Students and members of the Charlottesville community gathered at the Rotunda Friday to rally against gender-based violence at the University and in the greater Charlottesville area.
Fourth-year College student Greg Lewis, a leader of the rally, said it was held in response to the disappearance of second-year College student Hannah Graham, as well as what he said is a pattern of sexual assault and gender-based violence at the University.
“This is a group of us — of concerned people and concerned community members and concerned U.Va. students — getting together to address this and put in on the table,” Lewis said.
The event was originally scheduled for Sept. 19, but it was moved to Sept. 26 to allow the group more time to plan the event.
“We wanted more time to organize, to get people out, to get people engaged in a conversation,” Lewis said. “We also wanted to give space to Hannah’s friends and her family … so we decided to move it to this Friday so we could all mobilize together and come out to support survivors of gender-based violence.”
Claire Kaplan, director of the Gender Violence and Social Change Program for the University’s Women’s Center, said the different forms of violence present at the University serve as forms of oppression.
“The conversation needs to start at this level, and we need to talk about violence, sexual violence, gender-based violence, power-based violence, as a form of oppression,” Kaplan said. “If you think of it that way it makes it easy to think of other forms of oppression as being interlinked with that. We can’t have a conversation about this without talking about other kinds of oppression because they overlap.”
Anna Boynton, a fourth-year College Student and another rally leader, spoke specifically about sexual violence toward women at the University.
“A study here at U.Va. in 2009 found that 33 percent of sorority women have been sexually assaulted during their time here, and around 7 percent of women in the general population have been as well,” Boynton said. “I think these numbers are really unfortunate, they’re not necessary.”
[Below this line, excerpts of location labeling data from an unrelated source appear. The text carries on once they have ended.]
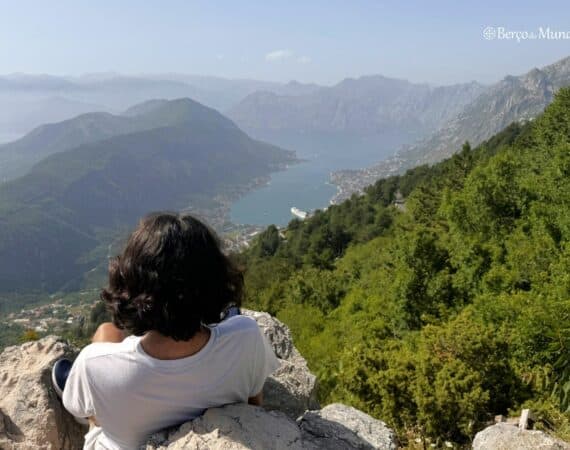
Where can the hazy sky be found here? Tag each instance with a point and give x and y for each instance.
(309, 40)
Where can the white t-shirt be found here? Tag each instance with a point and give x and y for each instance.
(133, 394)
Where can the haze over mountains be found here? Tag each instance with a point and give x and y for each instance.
(370, 104)
(76, 183)
(58, 219)
(32, 100)
(513, 99)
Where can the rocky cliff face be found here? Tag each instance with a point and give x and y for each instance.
(32, 417)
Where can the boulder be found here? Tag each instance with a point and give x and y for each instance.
(292, 389)
(233, 427)
(240, 427)
(503, 436)
(340, 427)
(31, 414)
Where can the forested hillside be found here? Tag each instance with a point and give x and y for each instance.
(440, 298)
(59, 220)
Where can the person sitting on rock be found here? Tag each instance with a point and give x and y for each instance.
(167, 356)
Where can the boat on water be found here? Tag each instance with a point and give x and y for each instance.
(299, 213)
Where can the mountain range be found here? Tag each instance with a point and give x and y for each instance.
(106, 171)
(33, 100)
(370, 104)
(513, 99)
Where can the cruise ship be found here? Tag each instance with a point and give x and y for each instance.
(299, 213)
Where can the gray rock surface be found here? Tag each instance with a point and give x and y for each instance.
(31, 415)
(239, 427)
(233, 427)
(338, 426)
(292, 389)
(504, 436)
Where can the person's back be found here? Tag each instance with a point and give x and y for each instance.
(164, 288)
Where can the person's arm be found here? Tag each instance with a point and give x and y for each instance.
(256, 400)
(264, 364)
(77, 398)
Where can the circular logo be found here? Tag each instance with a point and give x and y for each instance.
(489, 33)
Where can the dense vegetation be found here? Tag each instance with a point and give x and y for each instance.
(438, 313)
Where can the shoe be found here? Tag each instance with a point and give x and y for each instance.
(59, 374)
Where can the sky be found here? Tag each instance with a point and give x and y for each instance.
(439, 42)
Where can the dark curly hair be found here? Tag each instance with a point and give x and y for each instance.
(171, 277)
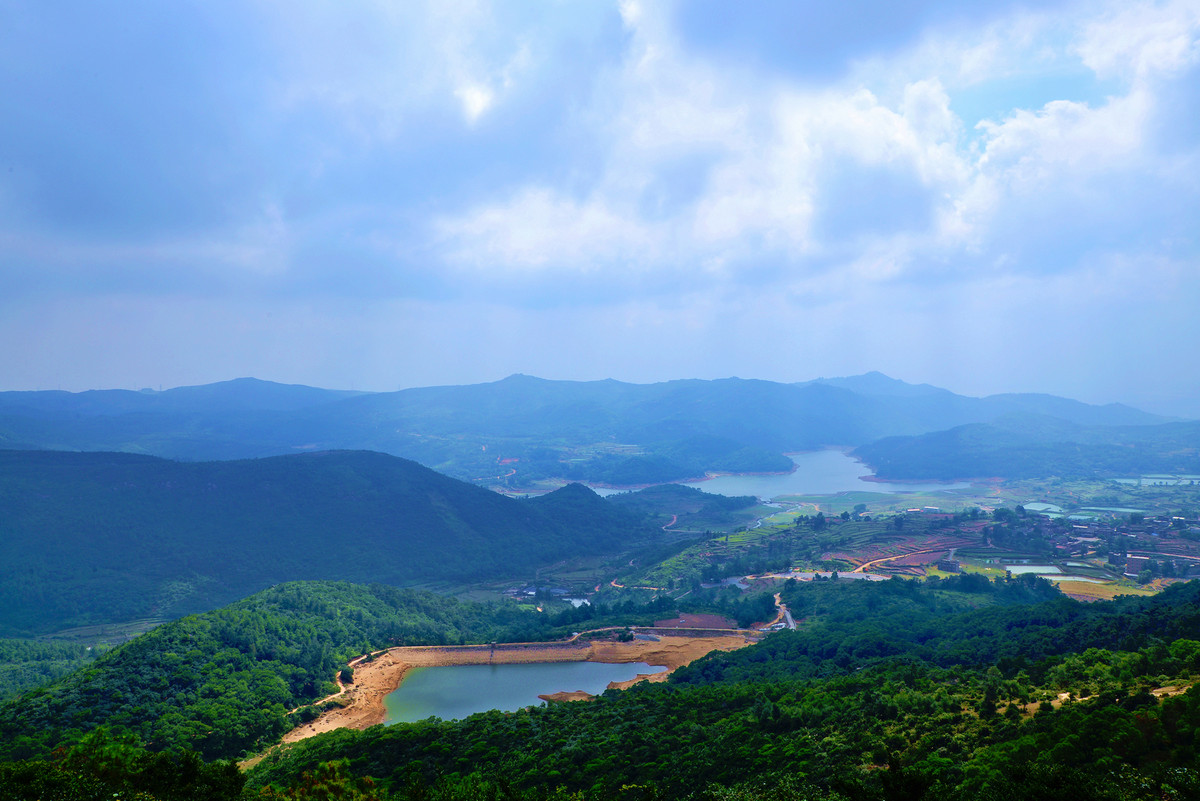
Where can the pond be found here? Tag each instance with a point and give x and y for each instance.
(455, 692)
(817, 473)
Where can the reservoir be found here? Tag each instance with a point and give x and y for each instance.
(817, 473)
(455, 692)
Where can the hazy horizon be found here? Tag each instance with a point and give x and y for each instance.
(982, 197)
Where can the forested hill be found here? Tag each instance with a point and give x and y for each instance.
(100, 537)
(522, 428)
(1032, 446)
(959, 691)
(223, 681)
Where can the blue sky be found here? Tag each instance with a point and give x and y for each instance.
(987, 197)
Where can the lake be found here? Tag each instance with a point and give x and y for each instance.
(455, 692)
(819, 473)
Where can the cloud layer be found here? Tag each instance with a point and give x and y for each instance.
(983, 196)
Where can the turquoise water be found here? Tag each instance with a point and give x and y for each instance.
(819, 473)
(455, 692)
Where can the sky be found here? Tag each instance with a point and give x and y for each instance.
(989, 197)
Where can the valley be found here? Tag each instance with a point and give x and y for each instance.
(822, 636)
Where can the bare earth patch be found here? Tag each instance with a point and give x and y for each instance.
(376, 679)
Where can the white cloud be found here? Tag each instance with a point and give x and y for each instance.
(1143, 40)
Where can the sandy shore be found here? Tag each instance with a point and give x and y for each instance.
(373, 680)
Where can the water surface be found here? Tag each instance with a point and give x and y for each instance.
(455, 692)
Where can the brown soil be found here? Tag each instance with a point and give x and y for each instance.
(373, 680)
(575, 694)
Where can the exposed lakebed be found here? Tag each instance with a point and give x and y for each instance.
(817, 473)
(457, 691)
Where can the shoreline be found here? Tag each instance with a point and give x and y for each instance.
(375, 680)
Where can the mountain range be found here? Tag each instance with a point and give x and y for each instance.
(522, 431)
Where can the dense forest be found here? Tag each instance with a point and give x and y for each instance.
(101, 537)
(521, 431)
(960, 688)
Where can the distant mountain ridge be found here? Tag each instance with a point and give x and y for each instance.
(101, 537)
(523, 429)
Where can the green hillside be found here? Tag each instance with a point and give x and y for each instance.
(893, 691)
(522, 429)
(951, 690)
(99, 537)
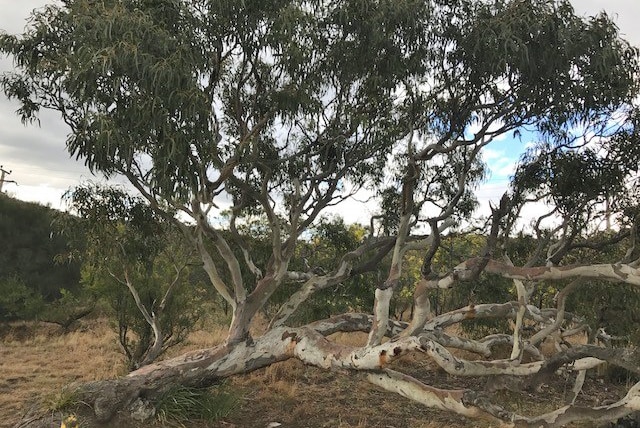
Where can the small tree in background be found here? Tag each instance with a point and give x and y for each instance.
(284, 108)
(135, 261)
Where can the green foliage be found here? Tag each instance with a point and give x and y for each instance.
(128, 250)
(17, 301)
(63, 399)
(319, 253)
(183, 404)
(28, 249)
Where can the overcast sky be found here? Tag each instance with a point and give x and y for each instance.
(43, 169)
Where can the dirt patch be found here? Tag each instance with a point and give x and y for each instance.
(37, 366)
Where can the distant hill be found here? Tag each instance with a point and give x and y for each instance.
(28, 247)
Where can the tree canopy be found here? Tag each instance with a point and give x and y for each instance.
(281, 109)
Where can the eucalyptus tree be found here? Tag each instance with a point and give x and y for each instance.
(285, 108)
(135, 262)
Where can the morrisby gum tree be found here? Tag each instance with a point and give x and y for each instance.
(285, 108)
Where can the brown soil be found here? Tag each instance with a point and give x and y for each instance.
(38, 361)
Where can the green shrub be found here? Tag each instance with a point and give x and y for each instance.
(182, 404)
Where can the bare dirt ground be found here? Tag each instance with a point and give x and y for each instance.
(38, 361)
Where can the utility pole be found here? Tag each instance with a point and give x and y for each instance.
(3, 174)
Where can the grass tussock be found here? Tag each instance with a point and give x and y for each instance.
(181, 404)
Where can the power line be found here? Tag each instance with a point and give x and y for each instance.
(3, 174)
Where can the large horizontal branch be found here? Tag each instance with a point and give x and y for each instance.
(612, 272)
(413, 389)
(617, 272)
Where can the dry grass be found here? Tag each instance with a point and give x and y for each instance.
(38, 361)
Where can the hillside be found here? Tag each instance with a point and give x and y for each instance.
(28, 247)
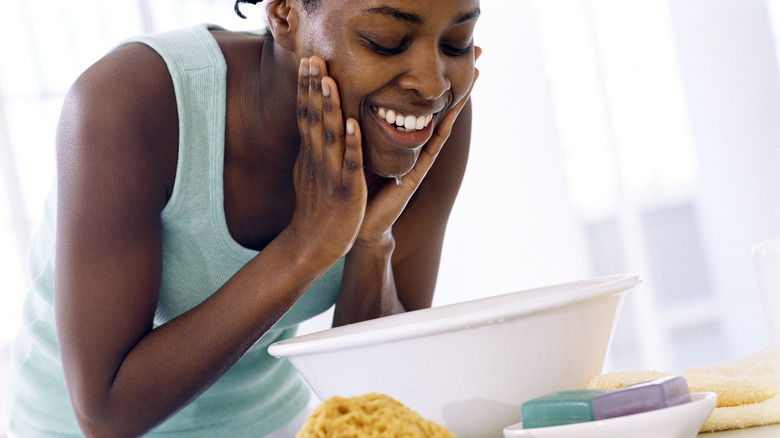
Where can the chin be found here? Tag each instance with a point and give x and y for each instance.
(391, 167)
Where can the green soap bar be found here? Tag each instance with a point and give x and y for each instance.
(557, 408)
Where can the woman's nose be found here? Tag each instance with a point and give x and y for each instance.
(426, 74)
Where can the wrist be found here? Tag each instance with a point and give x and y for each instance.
(384, 245)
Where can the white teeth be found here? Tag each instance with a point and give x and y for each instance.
(410, 122)
(404, 122)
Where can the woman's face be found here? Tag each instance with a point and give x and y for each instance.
(398, 64)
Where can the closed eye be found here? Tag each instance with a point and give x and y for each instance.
(382, 50)
(455, 51)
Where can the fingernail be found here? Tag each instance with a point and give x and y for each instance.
(303, 69)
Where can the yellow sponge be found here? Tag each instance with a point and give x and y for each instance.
(370, 415)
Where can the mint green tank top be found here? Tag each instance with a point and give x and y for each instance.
(260, 393)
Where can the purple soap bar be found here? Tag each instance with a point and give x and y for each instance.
(642, 397)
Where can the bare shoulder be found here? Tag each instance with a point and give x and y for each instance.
(121, 114)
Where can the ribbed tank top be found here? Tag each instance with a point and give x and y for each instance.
(259, 393)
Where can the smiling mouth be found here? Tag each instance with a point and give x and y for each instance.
(403, 122)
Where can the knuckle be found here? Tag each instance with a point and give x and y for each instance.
(351, 164)
(328, 136)
(313, 116)
(300, 111)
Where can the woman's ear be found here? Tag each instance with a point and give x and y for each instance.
(282, 22)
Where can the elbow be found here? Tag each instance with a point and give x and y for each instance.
(97, 421)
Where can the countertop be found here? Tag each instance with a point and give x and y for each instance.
(772, 431)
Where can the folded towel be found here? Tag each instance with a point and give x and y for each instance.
(748, 389)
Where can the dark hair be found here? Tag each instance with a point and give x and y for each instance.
(308, 5)
(238, 10)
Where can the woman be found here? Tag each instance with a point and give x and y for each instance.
(217, 188)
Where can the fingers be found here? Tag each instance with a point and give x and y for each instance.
(445, 126)
(353, 153)
(314, 124)
(324, 143)
(333, 127)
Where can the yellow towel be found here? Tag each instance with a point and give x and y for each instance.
(748, 389)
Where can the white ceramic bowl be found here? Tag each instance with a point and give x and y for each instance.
(469, 366)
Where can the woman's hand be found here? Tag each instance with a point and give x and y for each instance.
(387, 204)
(330, 185)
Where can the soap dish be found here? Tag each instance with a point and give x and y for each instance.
(680, 421)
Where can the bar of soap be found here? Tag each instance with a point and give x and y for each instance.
(558, 408)
(641, 397)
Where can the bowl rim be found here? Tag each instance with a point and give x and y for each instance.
(451, 317)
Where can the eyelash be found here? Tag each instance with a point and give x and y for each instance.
(390, 51)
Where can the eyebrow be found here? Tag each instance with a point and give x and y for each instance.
(414, 18)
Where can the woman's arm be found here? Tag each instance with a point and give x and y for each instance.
(116, 165)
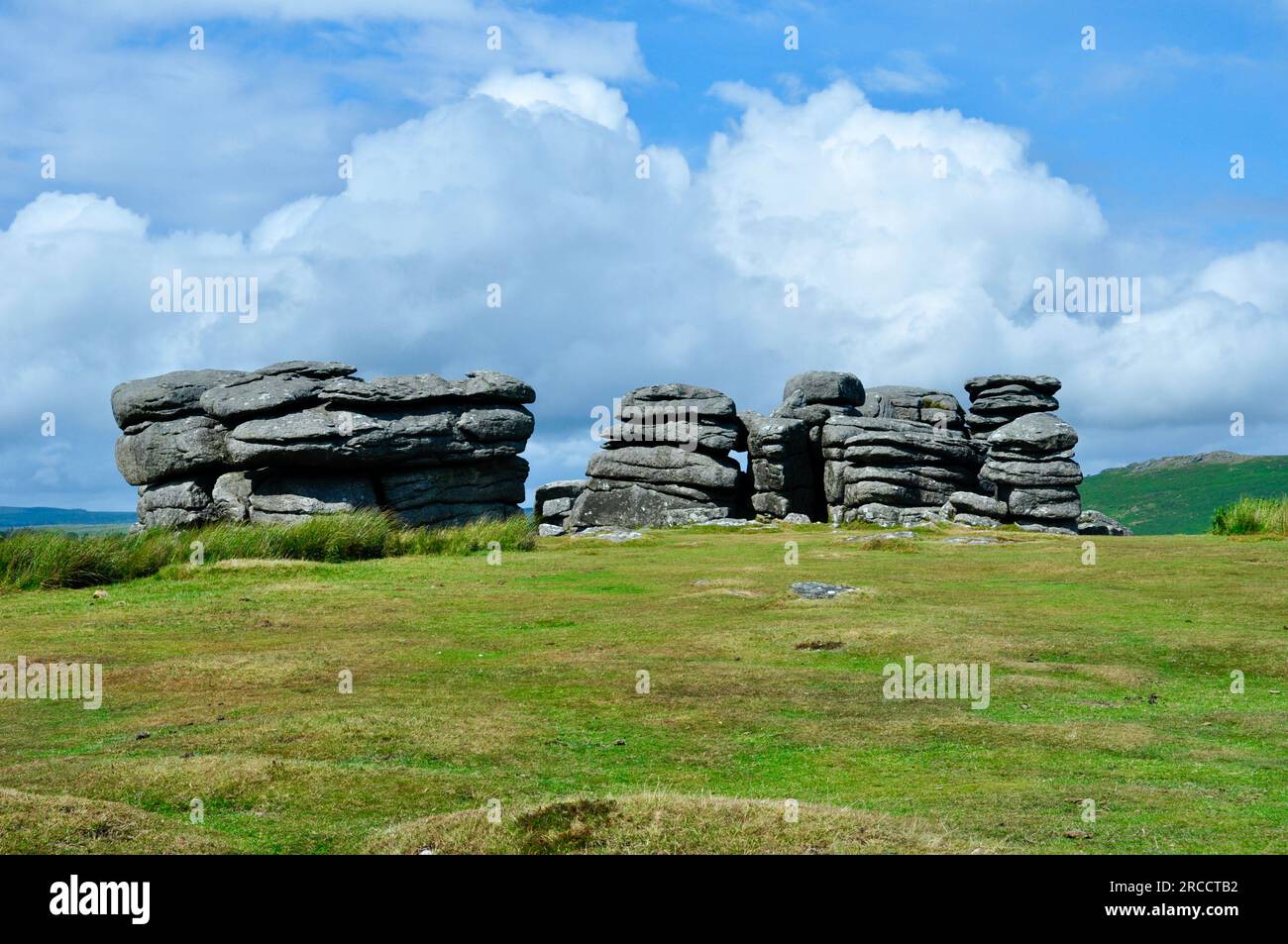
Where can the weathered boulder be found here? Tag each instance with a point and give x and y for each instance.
(420, 494)
(825, 386)
(665, 462)
(166, 450)
(892, 463)
(384, 393)
(300, 438)
(1091, 522)
(179, 504)
(635, 505)
(915, 404)
(166, 397)
(287, 385)
(355, 439)
(554, 500)
(778, 456)
(1000, 398)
Boynton said women who attend college are more likely to be sexually assaulted than women who do not.
“We do not need to sacrifice the integrity of our bodies for the integrity of our minds,” Boynton said. “We see our colleagues being expelled for honor violations on our exams, but we haven’t seen in 14 years a single expulsion because of rape. I think that for me as a woman this tells me that this university values my test scores over my body.”
Many different University groups supported the rally, including Queer and Allied Activism, U.Va. Students United, the Women’s Center and Students for Peace and Justice in Palestine.
Yahiya Saad, third-year College student and president of Students for Peace and Justice in Palestine, said gender violence is not only a University problem, but a global one.
“The assault of a U.Va. student is just as bad as the assault of a Charlottesville community member, is just as bad as the assault on a Palestinian refugee, is just as bad as the assault on a woman, or even a man anywhere in this world,” Saad said. “I got super enraged about this issue just a couple weeks ago. ... Now is the time to get people to be attentive, to look at these issues.”
Many members of the rally held signs with phrases like “We deserve a safe school,” “1 week 1 disappearance 3 sexual assaults — this needs to end” and “It’s on us.” Lewis led the crowd in chants shouting, “Yes means yes” and, “end gender violence now.”
“I believe that U.Va. has a dominant culture, and I think that dominant culture marginalizes women, marginalizes people of color, marginalizes queer people and marginalizes community members,” Lewis said. “That’s not the whole community, but it’s a few individual members, and one manifestation of those marginalizations is the problem of gender-based violence. And I don’t think anyone can deny that this is a problem.”